The letter comes amid an overcrowding and humanitarian crisis at the Rikers Island jail complex.
At least 12 people have died at Rikers this year, and since April 2020, the number of people held pretrial on Rikers has surged from 2,718 to 4,578.
Of the 14 legislators behind the letter — who include Brooklyn representatives Senator Julia Salazar, Assemblymember Phara Souffrant Forrest and Brooklyn Defender Services — many said they had visited the jail recently and witnessed the abhorrent conditions for themselves.
“Food is scarce, as are clean clothes or access to showers,” the letter says.
“When the intake cells are finally deemed too crowded, corrections staff have locked multiple people into shower cells and given them plastic bags in which to urinate and defecate.”
The legislators said the inmates were lacking access to attorney calls and medical and mental health care, with two elected officials saying they witnessed a suicide attempt while they were there.
One of the easiest ways to stem the crisis is to stop cash bail immediately, the officials say.
They pointed the finger at the District Attorneys’ Offices decision to “seek bail recklessly and in virtually every eligible case” as a primary driver for overcrowding at Rikers.
“Those decisions now leave thousands of poor New Yorkers — mostly Black and brown — to endure torture every day,” they say.
They also asked for those currently held on bail at Rikers to be released or to be allowed bail modifications.
The legislators added that the District Attorneys offices have been requesting huge cash bails for people who do not pose a flight risk, do not pose a risk, and should not remain incarcerated
“Every time your ADAs request bail be set, particularly when they know that bail is unaffordable, they demonstrate a callous disregard for human life,” they say, adding that the accused have the right to the presumption of innocence, and shouldn’t be subjected to Rikers’ current humanitarian crisis.
The news comes as The Legal Aid Society, Brooklyn Defender Services and Milbank LLP announced Monday they had filed a class action lawsuit against the New York City Department of Correction (DOC) over its failure to provide incarcerated New Yorkers access to medical care in the City jails.

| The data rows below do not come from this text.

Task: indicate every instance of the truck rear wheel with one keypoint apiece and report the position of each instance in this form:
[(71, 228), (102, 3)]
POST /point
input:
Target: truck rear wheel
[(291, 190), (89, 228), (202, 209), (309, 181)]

Brooklyn Defender Services Attorney Brooke Menschel said DOC must immediately ensure people in its custody can access medical care, or they would ask the court to release people so that they can attend to pressing medical needs.

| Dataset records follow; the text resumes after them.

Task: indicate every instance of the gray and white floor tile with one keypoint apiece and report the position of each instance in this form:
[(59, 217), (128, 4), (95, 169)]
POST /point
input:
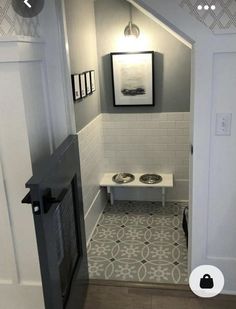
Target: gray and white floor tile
[(140, 242)]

The push for bail reform also comes just weeks after the Less Is More Act was signed into law by Governor Kathy Hochul.
The act, sponsored by Assemblymember Souffrant Forrest, aims to reduce the number of people being sent back to prison for minor parole violations that wouldn’t be considered violations of law.
“The inhumane and dangerous conditions on Rikers Island –– conditions of starvation and sickness which I have witnessed first hand –– have continued despite significant media attention, calls by politicians, and even the signing of my bill Less Is More,” Souffrant Forrest said.
“It is clear that more action is needed, and that we all need to get on board to fix this humanitarian crisis.”